Chicken with apples and onions in the oven
Votes: 1

Time: 1 hour 30 min.
Complexity: easily
Servings: 6
Complexity: easily
Servings: 6
A magnificent dish of chicken, pearl onions, and apples in an apple sauce with rich autumn flavors. It uses the most delicious part of the chicken—the drumsticks, beloved for their juicy and tender dark meat. The chicken drumsticks, rubbed with mustard powder, are first pan-fried until crispy, then braised in the oven with the other ingredients in a rich sauce of unfiltered apple juice, chicken broth, and dry white wine, thickened with a little flour and butter. Fresh tarragon adds a unique flavor to the dish.
The recipes use measuring containers with the following volumes:
1 glass (st.) - 250 ml.
3/4 cup (st.) - 180 ml.
2/3 cup (st.) - 160 ml.
1/2 cup (st.) - 125 ml.
1/3 cup (st.) - 80 ml.
1/4 cup (st.) - 60 ml.
1 tablespoon (tbsp) - 15 ml.
1 teaspoon (tsp) - 5 ml.
1/5 teaspoon (tsp) - 1 ml.
1 glass (st.) - 250 ml.
3/4 cup (st.) - 180 ml.
2/3 cup (st.) - 160 ml.
1/2 cup (st.) - 125 ml.
1/3 cup (st.) - 80 ml.
1/4 cup (st.) - 60 ml.
1 tablespoon (tbsp) - 15 ml.
1 teaspoon (tsp) - 5 ml.
1/5 teaspoon (tsp) - 1 ml.
Ingredients for the recipe:
- 6 chicken legs (about 1.3 kg)
- 1 tbsp mustard powder
- 2 tablespoons extra-virgin olive oil
- 220 g pearl onions
- 2 tablespoons unsalted butter
- 2 tbsp. flour
- 1/3 cup dry white wine
- 0.5 cup apple cider (unfiltered apple juice without sugar)
- 0.5 cups lightly salted chicken broth
- 2 Granny Smith apples, cut into pieces
- 1 tbsp tarragon vinegar or white wine vinegar
- 3 tbsp chopped fresh herbs (chives, tarragon and/or chervil)
We recommend
Recipes with similar ingredients: chicken legs, mustard powder, onion sets, butter, flour, white wine, apple cider, bouillon, apples, wine vinegar, chives, tarragon, chervil
Cooking the dish according to the recipe:
- In a large bowl, combine the chicken with mustard powder, 1 tablespoon olive oil, 2 teaspoons salt, and a pinch of freshly ground black pepper. Cover and refrigerate for 30 minutes.
- Preheat oven to 260°C. Place pearl onions in a small bowl and pour boiling water over them. Let sit for 5 minutes, stirring occasionally, then drain. Trim the root ends of the onions and peel off the skin.
- In a large ovenproof skillet, heat the remaining 1 tablespoon olive oil over medium-high heat. Add half the chicken thighs, skin side down, and cook until golden brown, 4-5 minutes. Flip and cook on the other side, about 3 minutes. Transfer the thighs to a plate and repeat with the remaining chicken.

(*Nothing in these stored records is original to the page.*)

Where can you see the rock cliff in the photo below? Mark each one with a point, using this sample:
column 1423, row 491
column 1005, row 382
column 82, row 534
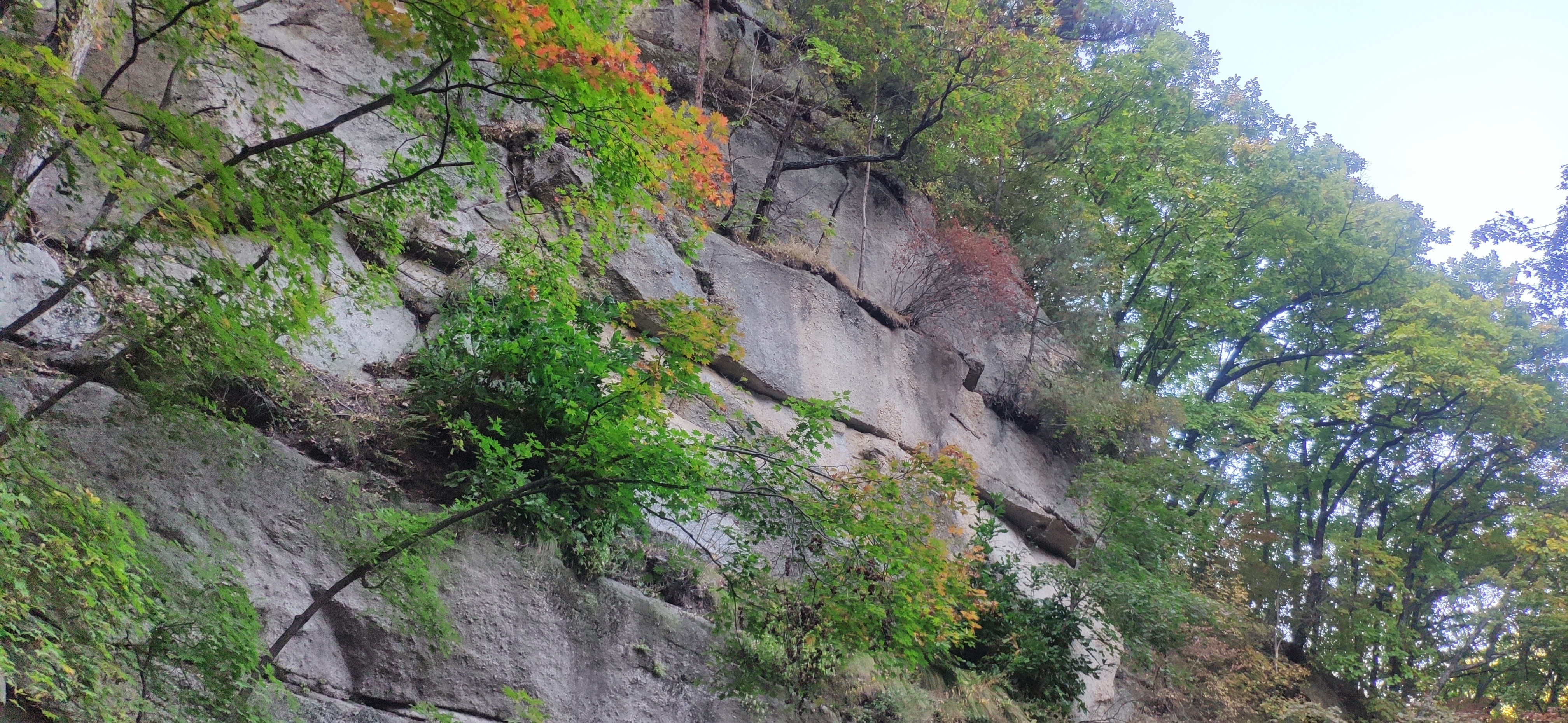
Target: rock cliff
column 595, row 651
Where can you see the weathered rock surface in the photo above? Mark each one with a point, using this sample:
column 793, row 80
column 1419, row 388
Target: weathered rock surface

- Wipe out the skillet, then melt the butter over medium heat. Add the pearl onions and cook, stirring, until golden brown. Sprinkle with flour, tossing to coat. Stir in the white wine and cook for 1 minute, then whisk in the apple juice and broth; bring to a simmer. Remove from heat; arrange the chicken legs, skin-side up, on top of the onions and arrange the apples around them. Transfer the skillet to the oven; roast until the chicken is crispy and a thermometer inserted into the thickest part of the thigh registers 165°F (74°C), 25 to 30 minutes.
- Transfer the chicken to a platter and stir in the vinegar and herbs. Arrange the onions, apples, and sauce around the chicken.